Todos diziam que Norman tinha mania de limpeza. Também: ele limpava a casa todo santo dia! Não havia manhã em que não varresse, aspirasse, passasse um rodo, um pano. Atentava a cada cantinho, cada vinco, cada centímetro. Nada ficava sem ser limpo.
Ao contrário do que diziam dele, no entanto, não era TOC que lhe movia, mas, sim, uma constante e ininterrupta sujeira na casa. Não havia o que fizesse: aumentava a frequência da faxina, trocava o alvejante, usava óculos para enxergar melhor durante a limpeza. Chegou até o ponto de assear a casa ajoelhado, esfregando com minúcia o piso.
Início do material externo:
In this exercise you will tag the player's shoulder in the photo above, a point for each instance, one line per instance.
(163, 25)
Mas nada resolvia. A sujeira, que por horas dava uma trégua (quiçá, minutos), reaparecia como que por mágica. Minúsculos grãos acinzentados, como um pó fino.
Porém, Norman não dava-se por vencido, e impunha novamente seus instrumentos de guerra contra o inimigo. Punha-se a esfregar de novo, e de novo, e de novo. Até suar, até cansar-se, como se perdesse a energia vital à medida que se desgastava. Sentiu, como sempre, uma coceira à altura do tornozelo esquerdo, certamente alergia daquele pó horroroso.
Mas não. Vendo com atenção, percebeu que não era o pó que causava a coceira no pé, mas o pé que causava o pó. Quanto mais esfregava as unhas, mais esfarelava. Norman viu então que estava se desintegrando e, consequentemente, varrendo a si próprio. Naquela manhã, inclusive, quando havia jogado na lixeira pelo menos duas pazinhas dele mesmo.
Dias depois, a senhora da faxina, alertada pela família da tarefa que precisaria cumprir, entrou toda amedrontada no apartamento. Um calafrio percorreu-lhe a espinha. Como encontraria o rapaz? Mas estava tudo em ordem, nada a temer, nenhum defunto, nenhuma alma penada. Apenas um certo volume de pó cinza pelo chão, que não precisou de muito tempo para consegui varrer. Juntou suas cinzas, que não deu nem um quarto da lixeira, e as carregou num saco plástico preto para o contêiner na rua, que rumou para o aterro sanitário logo em seguida.